TAIWAN, CHINA, HONG KONG SAR – Media OutReach – Telstra, perusahaan telekomunikasi dan teknologi terkemuka, dan Omdia, firma riset dan konsultasi, bersama-sama merilis laporan riset hari ini untuk mengeksplorasi bagaimana perusahaan di Asia Utara menggunakan Teknologi Keamanan informasi untuk meningkatkan ketahanan dan kemampuan inovasi.

Telstra dan Omdia mewawancarai 250 pembuat keputusan teknologi senior pada akhir tahun 2022 untuk memahami status Operasi Keamanan Asia Utara saat ini (SecOps) dan menilai tingkat kematangan otomatisasi keamanan informasi dalam lingkungan yang kompleks secara teknologi dan di bawah berbagai ancaman.

50% dari mereka yang disurvei adalah eksekutif TI, termasuk CIO, CTO, dan CISO, dan 50% adalah pemimpin teknologi senior dan konsultan senior. 50% organisasi memiliki 100-999 karyawan dan 50% memiliki 1000+ karyawan. Sektor utama yang menjadi fokus adalah BFSI, Transportasi & Logistik, Ritel & Grosir, Manufaktur dan Perawatan Kesehatan.

Survei ini mengeksplorasi tingkat kematangan otomatisasi keamanan informasi dalam hal infrastruktur teknis dan manajemen ancaman end-to-end, untuk memahami bagaimana perusahaan menggunakan otomatisasi untuk mengkonsolidasikan dan mempertahankan bisnis mereka. Buku putih yang baru diluncurkan bertujuan untuk memberikan rekomendasi kepada eksekutif keamanan untuk meningkatkan ketahanan keamanan perusahaan mereka sambil mendukung proyek transformasi digital mereka.

“Ini adalah kesempatan bagi perusahaan untuk menggunakan otomatisasi untuk meningkatkan efisiensi operasional, sambil membantu menyelesaikan insiden keamanan yang diketahui, memungkinkan tim operasi untuk fokus menangani masalah keamanan siber yang berisiko lebih tinggi. Hal ini mengurangi kelelahan karyawan dan membantu memberikan perlindungan yang lebih baik untuk aset bisnis penting,”
kata Paul Abfalter, Kepala Asia Utara di Telstra, dalam keterangannya, Kamis (27/4/2023).

Survei penelitian menemukan bahwa 32% dari perusahaan yang disurvei melihat adanya peningkatan jumlah serangan terhadap sistem TI dalam 12 bulan terakhir.

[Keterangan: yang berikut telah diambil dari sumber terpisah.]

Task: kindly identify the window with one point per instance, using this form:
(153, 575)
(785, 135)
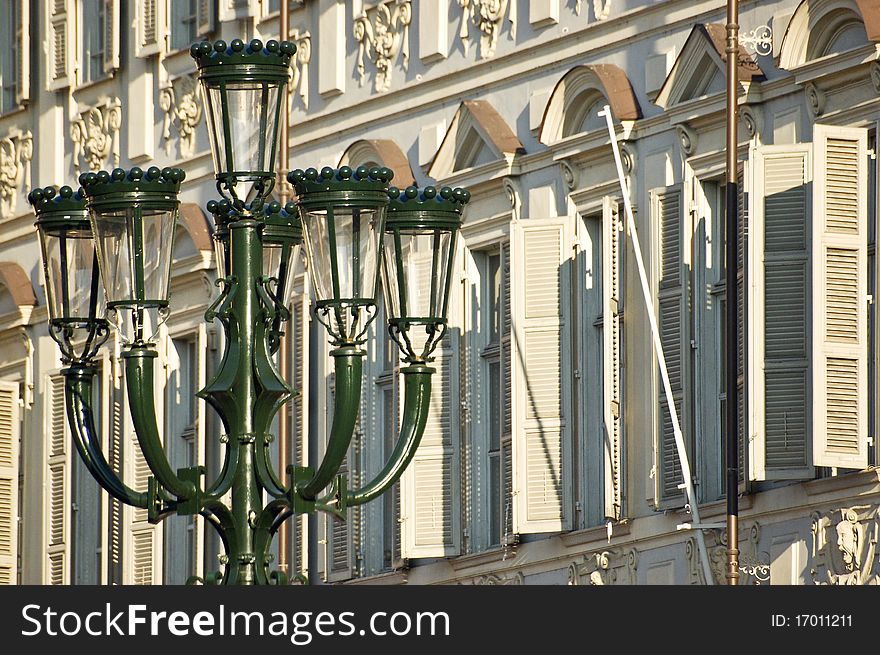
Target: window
(180, 434)
(93, 41)
(9, 56)
(183, 24)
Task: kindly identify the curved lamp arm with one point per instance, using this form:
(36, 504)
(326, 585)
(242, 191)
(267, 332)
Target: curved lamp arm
(349, 370)
(416, 401)
(78, 395)
(139, 382)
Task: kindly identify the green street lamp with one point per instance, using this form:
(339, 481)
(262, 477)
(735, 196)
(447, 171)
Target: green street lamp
(120, 230)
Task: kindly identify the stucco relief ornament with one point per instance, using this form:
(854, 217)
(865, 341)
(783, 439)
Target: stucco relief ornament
(16, 153)
(95, 136)
(607, 567)
(845, 547)
(488, 16)
(602, 8)
(182, 104)
(382, 39)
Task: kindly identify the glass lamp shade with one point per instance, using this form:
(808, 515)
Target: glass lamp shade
(74, 295)
(282, 240)
(343, 218)
(133, 215)
(420, 236)
(242, 92)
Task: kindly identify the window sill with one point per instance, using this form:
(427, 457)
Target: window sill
(867, 479)
(597, 533)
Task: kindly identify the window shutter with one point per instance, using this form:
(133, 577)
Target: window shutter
(111, 35)
(673, 322)
(778, 258)
(299, 322)
(506, 396)
(840, 288)
(150, 27)
(58, 497)
(612, 236)
(61, 32)
(430, 509)
(540, 360)
(337, 542)
(205, 17)
(10, 430)
(144, 559)
(23, 92)
(742, 321)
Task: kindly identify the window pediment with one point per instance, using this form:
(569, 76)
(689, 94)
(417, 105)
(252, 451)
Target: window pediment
(477, 136)
(700, 69)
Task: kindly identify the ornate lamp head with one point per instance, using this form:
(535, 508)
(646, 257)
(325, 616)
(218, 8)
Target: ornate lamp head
(133, 215)
(420, 235)
(343, 217)
(241, 85)
(70, 265)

Target serangan yang paling menonjol termasuk titik akhir, jaringan, dan peralatan teknis yang diperlukan untuk operasi. Selain itu, 66% perusahaan mengindikasikan bahwa ancaman keamanan informasi yang serius dan insiden pelanggaran telah meningkat secara signifikan.

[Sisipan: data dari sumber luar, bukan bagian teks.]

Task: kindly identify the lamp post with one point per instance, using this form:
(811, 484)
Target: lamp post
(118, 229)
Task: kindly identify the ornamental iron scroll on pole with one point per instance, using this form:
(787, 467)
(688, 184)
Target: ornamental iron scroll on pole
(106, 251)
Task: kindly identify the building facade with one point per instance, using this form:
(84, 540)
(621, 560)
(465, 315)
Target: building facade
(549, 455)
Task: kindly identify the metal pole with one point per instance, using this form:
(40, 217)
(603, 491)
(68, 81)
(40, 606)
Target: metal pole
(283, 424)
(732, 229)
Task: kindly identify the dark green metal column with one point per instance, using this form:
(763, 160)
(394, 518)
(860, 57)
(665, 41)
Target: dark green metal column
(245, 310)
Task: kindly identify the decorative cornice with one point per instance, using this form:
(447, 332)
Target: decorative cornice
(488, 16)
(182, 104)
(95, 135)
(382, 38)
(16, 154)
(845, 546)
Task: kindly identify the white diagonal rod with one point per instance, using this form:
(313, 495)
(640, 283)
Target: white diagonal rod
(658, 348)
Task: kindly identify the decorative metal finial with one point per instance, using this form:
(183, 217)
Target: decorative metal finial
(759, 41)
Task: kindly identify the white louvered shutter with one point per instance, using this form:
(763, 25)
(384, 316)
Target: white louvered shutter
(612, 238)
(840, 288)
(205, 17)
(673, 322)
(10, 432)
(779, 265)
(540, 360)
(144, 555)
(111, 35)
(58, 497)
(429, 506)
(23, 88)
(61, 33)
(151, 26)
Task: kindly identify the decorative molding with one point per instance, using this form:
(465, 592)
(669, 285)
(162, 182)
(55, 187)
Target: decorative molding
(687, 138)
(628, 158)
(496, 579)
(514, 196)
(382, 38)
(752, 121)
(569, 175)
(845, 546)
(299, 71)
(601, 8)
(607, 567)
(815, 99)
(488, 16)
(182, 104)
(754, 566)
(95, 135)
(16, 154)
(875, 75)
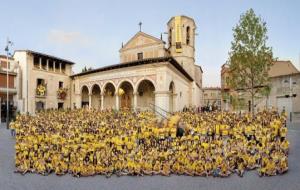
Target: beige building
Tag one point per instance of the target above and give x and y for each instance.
(284, 80)
(212, 97)
(12, 88)
(41, 77)
(152, 74)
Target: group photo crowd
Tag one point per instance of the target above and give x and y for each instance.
(87, 142)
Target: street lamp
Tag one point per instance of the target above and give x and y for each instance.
(8, 44)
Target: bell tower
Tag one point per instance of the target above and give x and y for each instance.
(181, 42)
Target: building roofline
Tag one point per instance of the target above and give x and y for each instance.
(211, 88)
(141, 33)
(157, 60)
(46, 55)
(4, 57)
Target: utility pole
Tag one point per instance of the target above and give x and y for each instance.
(9, 43)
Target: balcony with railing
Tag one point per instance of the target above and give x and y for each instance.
(62, 93)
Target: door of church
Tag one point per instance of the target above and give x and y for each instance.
(126, 101)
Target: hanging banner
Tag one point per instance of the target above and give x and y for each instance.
(178, 36)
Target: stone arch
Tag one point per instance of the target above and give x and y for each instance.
(109, 91)
(84, 93)
(96, 96)
(125, 80)
(171, 97)
(145, 94)
(126, 99)
(142, 79)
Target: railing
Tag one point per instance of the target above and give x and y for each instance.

Selain itu, laporan tersebut juga menunjukkan bahwa 40% perusahaan mengalami kerugian akibat serangan, 38% perusahaan mengalami kerusakan reputasi, dan 34% perusahaan harus menghentikan operasi akibat dampak tersebut. Namun, eksekutif keamanan percaya bahwa melalui penggunaan sistem otomasi keamanan yang lebih baik, mereka dapat membantu mengurangi insiden keamanan yang serius sekitar 50%. Namun, studi tersebut menunjukkan bahwa hanya 24% perusahaan di Asia Utara yang memiliki sistem otomasi keamanan informasi yang relatif matang, yang mencerminkan bahwa tingkat penetrasi otomasi keamanan informasi di Asia Utara rendah dan belum banyak digunakan.

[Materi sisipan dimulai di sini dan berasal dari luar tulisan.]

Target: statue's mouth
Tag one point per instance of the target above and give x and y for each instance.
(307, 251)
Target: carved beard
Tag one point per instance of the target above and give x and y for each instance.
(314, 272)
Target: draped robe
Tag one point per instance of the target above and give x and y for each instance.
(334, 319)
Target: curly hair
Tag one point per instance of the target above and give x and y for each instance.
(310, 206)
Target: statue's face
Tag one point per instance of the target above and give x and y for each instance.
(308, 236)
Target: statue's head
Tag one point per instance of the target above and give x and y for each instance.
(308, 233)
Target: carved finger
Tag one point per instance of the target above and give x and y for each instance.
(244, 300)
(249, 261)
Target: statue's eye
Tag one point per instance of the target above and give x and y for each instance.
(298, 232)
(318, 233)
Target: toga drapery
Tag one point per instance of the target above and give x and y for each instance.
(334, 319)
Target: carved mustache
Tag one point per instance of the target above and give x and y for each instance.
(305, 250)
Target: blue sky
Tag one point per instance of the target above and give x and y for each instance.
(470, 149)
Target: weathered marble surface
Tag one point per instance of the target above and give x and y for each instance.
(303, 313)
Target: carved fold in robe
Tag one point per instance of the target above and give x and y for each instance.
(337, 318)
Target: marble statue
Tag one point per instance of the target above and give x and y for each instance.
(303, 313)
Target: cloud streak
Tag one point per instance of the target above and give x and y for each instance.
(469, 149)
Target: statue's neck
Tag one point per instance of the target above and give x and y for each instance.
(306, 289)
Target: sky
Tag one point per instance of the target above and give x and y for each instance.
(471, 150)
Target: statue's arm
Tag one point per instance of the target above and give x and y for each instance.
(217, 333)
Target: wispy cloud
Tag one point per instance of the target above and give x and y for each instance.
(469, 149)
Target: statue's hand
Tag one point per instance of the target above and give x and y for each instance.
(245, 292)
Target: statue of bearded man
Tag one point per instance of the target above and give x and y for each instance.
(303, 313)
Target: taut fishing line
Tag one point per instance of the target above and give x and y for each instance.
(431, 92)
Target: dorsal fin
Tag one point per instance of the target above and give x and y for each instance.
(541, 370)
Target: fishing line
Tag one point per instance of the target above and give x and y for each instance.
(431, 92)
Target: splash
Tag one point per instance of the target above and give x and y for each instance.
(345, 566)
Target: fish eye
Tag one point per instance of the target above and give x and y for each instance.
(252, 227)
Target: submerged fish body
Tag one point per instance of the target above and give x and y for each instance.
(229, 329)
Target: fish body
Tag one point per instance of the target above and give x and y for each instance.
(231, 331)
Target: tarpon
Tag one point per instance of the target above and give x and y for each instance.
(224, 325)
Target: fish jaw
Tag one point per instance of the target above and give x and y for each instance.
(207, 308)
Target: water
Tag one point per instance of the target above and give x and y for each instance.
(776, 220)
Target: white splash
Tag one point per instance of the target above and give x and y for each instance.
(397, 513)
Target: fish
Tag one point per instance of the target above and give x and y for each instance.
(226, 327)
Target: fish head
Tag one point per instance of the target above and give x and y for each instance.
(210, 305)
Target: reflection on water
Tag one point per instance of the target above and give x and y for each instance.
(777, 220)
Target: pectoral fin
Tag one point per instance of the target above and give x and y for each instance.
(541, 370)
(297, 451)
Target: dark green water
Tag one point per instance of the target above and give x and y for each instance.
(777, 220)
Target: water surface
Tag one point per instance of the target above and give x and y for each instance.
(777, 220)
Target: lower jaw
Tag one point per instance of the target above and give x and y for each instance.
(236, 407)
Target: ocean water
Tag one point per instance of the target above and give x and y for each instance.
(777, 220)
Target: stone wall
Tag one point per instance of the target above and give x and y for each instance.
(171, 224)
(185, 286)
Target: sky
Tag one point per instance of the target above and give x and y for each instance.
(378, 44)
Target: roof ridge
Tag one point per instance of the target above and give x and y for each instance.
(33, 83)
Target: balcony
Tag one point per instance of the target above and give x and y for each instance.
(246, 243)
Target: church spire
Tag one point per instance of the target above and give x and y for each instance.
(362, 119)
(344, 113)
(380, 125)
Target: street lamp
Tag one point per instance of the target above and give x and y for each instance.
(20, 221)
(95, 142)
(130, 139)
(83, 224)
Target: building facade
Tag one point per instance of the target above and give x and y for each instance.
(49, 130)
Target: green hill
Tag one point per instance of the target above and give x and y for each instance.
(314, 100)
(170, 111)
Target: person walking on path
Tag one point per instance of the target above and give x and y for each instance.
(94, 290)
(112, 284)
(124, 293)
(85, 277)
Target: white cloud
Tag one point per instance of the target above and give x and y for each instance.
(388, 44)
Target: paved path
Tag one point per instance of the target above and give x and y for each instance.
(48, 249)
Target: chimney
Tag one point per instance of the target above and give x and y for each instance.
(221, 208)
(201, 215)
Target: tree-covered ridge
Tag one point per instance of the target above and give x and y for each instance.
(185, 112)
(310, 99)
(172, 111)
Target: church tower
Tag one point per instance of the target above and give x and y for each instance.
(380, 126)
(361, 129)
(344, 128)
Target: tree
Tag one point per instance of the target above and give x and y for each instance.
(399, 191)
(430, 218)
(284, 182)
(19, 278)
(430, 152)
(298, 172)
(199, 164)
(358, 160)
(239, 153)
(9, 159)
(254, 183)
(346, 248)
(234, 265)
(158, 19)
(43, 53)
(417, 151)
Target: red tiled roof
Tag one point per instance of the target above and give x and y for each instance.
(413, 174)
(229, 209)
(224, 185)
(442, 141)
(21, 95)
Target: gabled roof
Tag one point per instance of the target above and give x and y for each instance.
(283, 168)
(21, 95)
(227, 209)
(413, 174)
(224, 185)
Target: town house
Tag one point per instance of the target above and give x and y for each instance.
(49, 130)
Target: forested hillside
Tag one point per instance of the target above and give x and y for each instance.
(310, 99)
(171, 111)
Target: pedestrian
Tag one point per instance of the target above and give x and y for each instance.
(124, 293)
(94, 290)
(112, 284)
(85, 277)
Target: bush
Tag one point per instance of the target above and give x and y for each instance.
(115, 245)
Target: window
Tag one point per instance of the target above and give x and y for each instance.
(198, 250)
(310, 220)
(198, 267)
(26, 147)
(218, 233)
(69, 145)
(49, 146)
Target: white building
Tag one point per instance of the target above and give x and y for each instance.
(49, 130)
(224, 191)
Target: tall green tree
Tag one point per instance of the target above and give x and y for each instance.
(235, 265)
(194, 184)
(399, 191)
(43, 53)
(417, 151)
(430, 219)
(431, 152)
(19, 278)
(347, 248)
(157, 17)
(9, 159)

“Masalah keamanan informasi menjadi semakin serius, yang dapat menjadi hambatan potensial bagi pengembangan proyek digital di Asia Utara. Untuk menghadapi tantangan ini, otomatisasi keamanan informasi sangat diperlukan. Menggunakan SecOps dalam Otomasi tidak hanya dapat meningkatkan deteksi ancaman, menyatukan rangkaian alat, tetapi juga memanfaatkan sepenuhnya keunggulan kecerdasan buatan dan pembelajaran mesin, sehingga membantu memberikan perlindungan, deteksi, dan respons yang lebih komprehensif terhadap ancaman yang terus-menerus. Namun, teknologi saja tidak tidak dapat menyelesaikan masalah, ini juga merupakan pertimbangan penting untuk mencari pengetahuan profesional dan dukungan dari organisasi pihak ketiga untuk membantu menangani latar belakang industri yang berbeda, persyaratan peraturan dan tujuan bisnis, dan kemudian meningkatkan pengalaman pengguna, proses operasional dan alat-alat terkait,” tambah Adam Etherington, Senior Principal Analyst untuk Digital Enterprise Services di OMDIA.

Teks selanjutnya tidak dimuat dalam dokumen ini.